Sonnet 90 has the rhyme scheme we identify as typical of the Petrarchan sonnet: ABBAABBA CDEDCE. Often commentators will regard the first eight lines, the octet, as expressing the basic premise of the poem, while its concluding six lines, the sestet, provide a kind of answer, a response to the ideas put forth in the octet. In this particular case the octet does ask a question:
Why marvel that I so suddenly burned up?
The speaker is saying his beloved is so beautiful that it's no wonder his love for her burned so quickly. The concluding sestet does not exactly answer this question, but seems to amplify even further the hypnotic attraction the beloved presents to him, then concludes with an acknowledgment that the wound from his love has not healed, though the beloved is longer the "celestial spirit" she once was.

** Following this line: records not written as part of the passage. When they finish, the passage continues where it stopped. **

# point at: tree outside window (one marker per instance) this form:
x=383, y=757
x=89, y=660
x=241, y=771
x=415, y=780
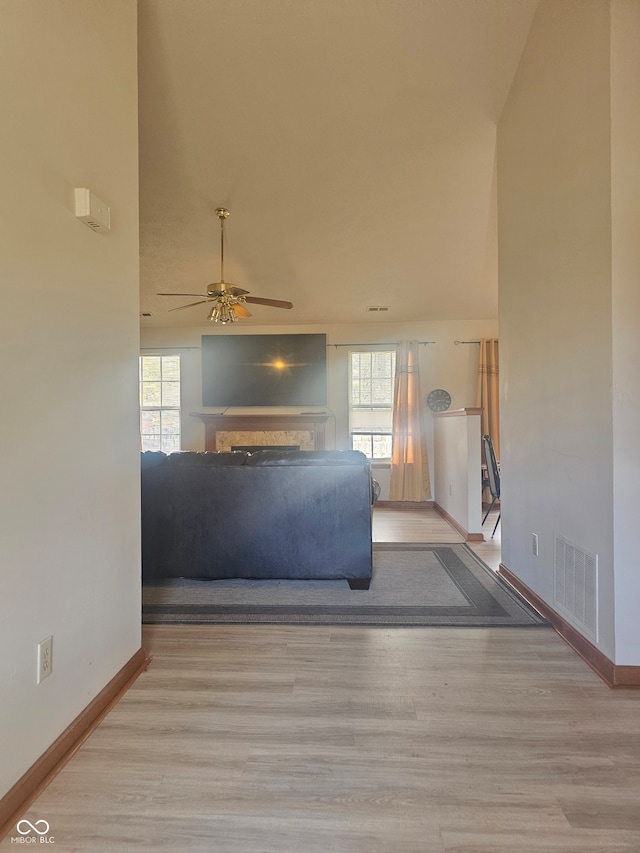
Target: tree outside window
x=371, y=381
x=160, y=402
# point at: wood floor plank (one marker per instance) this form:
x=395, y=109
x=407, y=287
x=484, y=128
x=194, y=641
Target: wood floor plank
x=297, y=739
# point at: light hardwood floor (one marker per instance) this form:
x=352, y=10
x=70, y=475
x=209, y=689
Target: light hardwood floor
x=271, y=739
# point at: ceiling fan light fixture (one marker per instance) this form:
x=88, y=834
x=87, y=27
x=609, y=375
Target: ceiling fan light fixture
x=222, y=313
x=228, y=299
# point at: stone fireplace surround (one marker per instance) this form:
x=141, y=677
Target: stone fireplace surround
x=305, y=431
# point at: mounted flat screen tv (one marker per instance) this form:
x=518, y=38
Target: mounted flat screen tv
x=264, y=370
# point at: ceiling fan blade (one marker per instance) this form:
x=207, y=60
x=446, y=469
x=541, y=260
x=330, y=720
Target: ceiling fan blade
x=274, y=303
x=190, y=305
x=219, y=288
x=202, y=295
x=241, y=311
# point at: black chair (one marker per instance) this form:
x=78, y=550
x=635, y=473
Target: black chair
x=493, y=477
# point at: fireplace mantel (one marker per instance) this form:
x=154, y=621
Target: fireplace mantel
x=314, y=423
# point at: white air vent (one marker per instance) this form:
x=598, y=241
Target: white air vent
x=576, y=586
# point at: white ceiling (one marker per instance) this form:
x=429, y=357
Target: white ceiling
x=353, y=142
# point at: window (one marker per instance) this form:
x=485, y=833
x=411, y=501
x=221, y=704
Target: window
x=160, y=402
x=371, y=402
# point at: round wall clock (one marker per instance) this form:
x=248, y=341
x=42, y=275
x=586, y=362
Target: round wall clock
x=439, y=400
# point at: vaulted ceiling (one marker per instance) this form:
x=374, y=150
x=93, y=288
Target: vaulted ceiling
x=353, y=142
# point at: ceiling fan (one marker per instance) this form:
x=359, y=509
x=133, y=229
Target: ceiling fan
x=228, y=300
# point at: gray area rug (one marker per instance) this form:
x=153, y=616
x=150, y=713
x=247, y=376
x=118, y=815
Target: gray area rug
x=412, y=585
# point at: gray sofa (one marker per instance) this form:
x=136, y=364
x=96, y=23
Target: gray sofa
x=269, y=514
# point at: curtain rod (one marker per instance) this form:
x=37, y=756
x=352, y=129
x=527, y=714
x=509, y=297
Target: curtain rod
x=378, y=344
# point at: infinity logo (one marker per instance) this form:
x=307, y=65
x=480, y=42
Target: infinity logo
x=33, y=827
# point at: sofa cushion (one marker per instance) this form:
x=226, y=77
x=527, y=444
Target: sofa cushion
x=306, y=457
x=151, y=458
x=209, y=459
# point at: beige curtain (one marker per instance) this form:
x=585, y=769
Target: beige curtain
x=409, y=464
x=487, y=391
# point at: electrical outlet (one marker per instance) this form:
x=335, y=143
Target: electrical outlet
x=45, y=659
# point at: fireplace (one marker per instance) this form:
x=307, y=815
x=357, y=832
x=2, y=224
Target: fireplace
x=304, y=431
x=252, y=448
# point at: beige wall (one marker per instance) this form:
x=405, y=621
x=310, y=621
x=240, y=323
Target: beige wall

The sestet thus presents a change of sorts from the octet, given that the beloved herself has changed in some sense, though the speaker is still enraptured by her. We therefore see a typical polarity between octet and sestet, with the latter altering the idea presented in the former, but not really presenting an opposition to it. Each section is, of course, unified by its rhyme scheme. Unlike in the later form used by the English poets, the Elizabethan sonnet, the octet is unified by the use of only two rhymes. Since the Italian language as a whole contains more rhyming words than English does, it's more natural for an Italian poet to use the ABBAABBA rhyme scheme for the octet, and this facilitates the cohesiveness of those lines and the unity of the opening thought they express.
Petrarchan sonnets, also called Italian sonnets, were made popular by Petrarch, a poet of the 1400s, who wrote poems of unrequited love. The structure of his sonnets consists of fourteen lines: first an octave (which is eight lines) with a specific rhyme scheme abbaabba, followed by a sestet (six lines) with a more flexible scheme.
In the octet, the woman, Laura, is described in intense, exaggerated detail as "the sweet light beyond all radiance," thus introducing the theme of the sonnet. It becomes apparent that no physical love exists as the line "love's tinder in my breast unburned" indicates. The problem is thus introduced to the reader.
The sestet usually resolves the problem whereas in Petrach's Sonnet 90 it reveals the permanence of his problem. His love will never be realized as "the wound's not healed," revealing his very real pain despite her transience - "she bore an angel's form."
Petrarch indicates that she is no longer in his midst and his tone is wistful - she has an almost 'heavenly spirit" -even though thoughts of her almost make him ill.
There are various translations of the sonnet but Petrarch's influence is undisputed. Shakespeare recognized his art form when composing his own earlier poetry and even his plays.